Что ж, следовало ожидать, что мое состояние быстро перестанет быть тайной.
— Или я умираю, — повторяю я вслух то, о чем думаю каждый день и каждую ночь.
— Ну, это вряд ли, — Тесса подходит к кровати, смотрит на меня сверху вниз. — Кто станет счастливым папочкой?
— Не знаю, — опять ложь.
Не Байрон. Шансы Арсенио невелики против шансов Клеона, тем паче в преддверии полнолуния.
И оттого еще более мерзко, горько на душе.
Беременна — и даже не от того, кто любит меня и кого люблю я.
— А вдруг двойня? — предполагает Тесса.
— Не дай Лаэ!
— Почему нет?
— Потому что! — что от меня останется, если вдруг их там действительно двое?!
— Тебе надо к врачу. Как лилатской беженке, тебе положено бесплатное медицинское обслуживание. Мы с мамой запишем тебя и сходим вместе с тобой…

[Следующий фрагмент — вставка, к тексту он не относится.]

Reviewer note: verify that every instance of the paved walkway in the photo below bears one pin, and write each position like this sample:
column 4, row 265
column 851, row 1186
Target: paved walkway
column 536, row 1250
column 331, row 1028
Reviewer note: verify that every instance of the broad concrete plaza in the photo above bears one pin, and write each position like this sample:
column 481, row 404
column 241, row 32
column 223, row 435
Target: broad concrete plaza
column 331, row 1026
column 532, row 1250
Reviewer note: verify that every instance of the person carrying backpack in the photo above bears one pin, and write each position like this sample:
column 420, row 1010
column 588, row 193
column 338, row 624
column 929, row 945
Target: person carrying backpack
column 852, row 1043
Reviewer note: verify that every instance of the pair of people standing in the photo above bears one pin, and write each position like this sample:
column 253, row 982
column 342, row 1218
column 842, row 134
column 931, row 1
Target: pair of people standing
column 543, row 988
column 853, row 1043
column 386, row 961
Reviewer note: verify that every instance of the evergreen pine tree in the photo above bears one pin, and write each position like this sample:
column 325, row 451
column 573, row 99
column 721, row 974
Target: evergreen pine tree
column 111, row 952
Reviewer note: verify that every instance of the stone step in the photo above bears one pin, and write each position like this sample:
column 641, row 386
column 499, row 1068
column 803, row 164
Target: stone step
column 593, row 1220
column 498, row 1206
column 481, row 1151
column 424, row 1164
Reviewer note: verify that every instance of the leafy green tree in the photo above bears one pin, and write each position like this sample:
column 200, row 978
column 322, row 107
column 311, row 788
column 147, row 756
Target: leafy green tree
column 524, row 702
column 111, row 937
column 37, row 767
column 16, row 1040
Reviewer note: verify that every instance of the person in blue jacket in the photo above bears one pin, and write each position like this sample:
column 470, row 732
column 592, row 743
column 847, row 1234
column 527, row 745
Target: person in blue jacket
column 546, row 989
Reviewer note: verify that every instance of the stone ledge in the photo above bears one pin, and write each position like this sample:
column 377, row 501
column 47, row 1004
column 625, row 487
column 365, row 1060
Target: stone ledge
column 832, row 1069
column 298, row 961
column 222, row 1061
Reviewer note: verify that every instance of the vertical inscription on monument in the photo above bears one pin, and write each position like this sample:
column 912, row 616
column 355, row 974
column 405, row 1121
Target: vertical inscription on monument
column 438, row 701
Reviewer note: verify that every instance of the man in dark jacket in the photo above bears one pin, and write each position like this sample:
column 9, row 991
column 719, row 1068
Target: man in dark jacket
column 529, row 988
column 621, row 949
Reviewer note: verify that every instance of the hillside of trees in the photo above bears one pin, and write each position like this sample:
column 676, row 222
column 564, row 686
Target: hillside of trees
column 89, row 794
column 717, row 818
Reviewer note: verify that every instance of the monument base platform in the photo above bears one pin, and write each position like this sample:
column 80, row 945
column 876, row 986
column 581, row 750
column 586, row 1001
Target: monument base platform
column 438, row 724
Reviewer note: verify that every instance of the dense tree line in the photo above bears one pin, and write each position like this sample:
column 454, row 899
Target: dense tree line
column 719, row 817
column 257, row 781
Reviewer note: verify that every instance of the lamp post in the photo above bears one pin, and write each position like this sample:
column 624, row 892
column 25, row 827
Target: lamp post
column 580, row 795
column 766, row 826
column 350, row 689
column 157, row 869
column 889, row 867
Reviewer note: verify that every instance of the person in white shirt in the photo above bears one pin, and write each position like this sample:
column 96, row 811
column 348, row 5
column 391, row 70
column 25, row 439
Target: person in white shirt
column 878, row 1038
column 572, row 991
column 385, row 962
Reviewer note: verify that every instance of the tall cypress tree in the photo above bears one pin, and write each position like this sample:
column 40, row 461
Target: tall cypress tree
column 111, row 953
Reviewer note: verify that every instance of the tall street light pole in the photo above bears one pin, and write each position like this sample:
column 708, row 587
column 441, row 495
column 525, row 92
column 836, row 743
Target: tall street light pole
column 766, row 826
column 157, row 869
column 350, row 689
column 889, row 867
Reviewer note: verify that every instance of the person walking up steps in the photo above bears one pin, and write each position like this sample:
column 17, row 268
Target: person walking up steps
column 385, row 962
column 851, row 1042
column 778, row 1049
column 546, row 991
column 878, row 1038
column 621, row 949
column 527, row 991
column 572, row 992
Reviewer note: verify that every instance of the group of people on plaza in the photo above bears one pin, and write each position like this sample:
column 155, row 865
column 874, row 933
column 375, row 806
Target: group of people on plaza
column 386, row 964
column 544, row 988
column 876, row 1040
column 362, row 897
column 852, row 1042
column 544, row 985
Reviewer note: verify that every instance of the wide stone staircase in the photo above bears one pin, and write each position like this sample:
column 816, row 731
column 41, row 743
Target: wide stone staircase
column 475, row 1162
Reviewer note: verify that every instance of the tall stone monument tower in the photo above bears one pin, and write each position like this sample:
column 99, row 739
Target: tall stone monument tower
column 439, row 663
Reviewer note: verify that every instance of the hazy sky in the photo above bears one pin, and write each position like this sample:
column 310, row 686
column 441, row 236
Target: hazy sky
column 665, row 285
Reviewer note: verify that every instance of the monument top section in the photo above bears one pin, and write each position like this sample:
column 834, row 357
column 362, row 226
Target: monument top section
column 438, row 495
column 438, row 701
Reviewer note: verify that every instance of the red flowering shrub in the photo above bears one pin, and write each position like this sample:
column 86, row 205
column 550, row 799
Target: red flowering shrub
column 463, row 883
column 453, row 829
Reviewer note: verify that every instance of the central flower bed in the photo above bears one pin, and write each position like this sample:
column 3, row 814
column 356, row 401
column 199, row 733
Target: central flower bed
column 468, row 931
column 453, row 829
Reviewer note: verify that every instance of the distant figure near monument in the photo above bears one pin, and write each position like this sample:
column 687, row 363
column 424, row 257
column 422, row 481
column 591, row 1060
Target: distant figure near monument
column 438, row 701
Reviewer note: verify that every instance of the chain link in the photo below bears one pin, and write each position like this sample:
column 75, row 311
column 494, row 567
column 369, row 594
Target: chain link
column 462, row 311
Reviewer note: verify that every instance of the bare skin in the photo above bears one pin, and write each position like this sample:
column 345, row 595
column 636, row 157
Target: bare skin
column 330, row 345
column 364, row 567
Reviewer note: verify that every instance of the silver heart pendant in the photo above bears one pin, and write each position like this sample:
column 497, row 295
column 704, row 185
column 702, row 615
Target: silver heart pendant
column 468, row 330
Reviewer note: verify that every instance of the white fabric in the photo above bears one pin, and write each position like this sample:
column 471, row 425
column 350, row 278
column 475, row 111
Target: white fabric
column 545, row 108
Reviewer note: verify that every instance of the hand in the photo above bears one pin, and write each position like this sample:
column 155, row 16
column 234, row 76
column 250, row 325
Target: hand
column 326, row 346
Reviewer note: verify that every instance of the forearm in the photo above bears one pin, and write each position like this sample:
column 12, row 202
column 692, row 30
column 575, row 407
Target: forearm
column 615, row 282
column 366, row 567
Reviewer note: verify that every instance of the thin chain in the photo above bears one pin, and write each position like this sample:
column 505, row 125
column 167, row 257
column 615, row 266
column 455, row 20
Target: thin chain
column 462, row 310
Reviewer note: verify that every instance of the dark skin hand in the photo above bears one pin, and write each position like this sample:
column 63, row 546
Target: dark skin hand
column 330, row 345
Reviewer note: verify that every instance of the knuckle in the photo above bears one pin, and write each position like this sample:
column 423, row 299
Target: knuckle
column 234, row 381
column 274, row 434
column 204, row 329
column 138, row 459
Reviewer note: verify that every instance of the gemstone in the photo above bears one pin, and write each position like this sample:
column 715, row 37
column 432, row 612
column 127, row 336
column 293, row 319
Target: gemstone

— Тесса, я беременна от инкуба и даже не знаю, от кого именно! — сдержаться не получается. — Думаешь, врач мне поможет? Разве что порекомендует избавиться, пока еще не поздно…
— Зачем врачу знать, что ты не можешь назвать имени отца? — парирует Тесса рассудительно. — Его это вообще не должно касаться. Что до або… прерывания, то… я, разумеется, и близко не специалист… но мне кажется, что о подобном исходе речь может зайти только в случае угрозы твоей жизни…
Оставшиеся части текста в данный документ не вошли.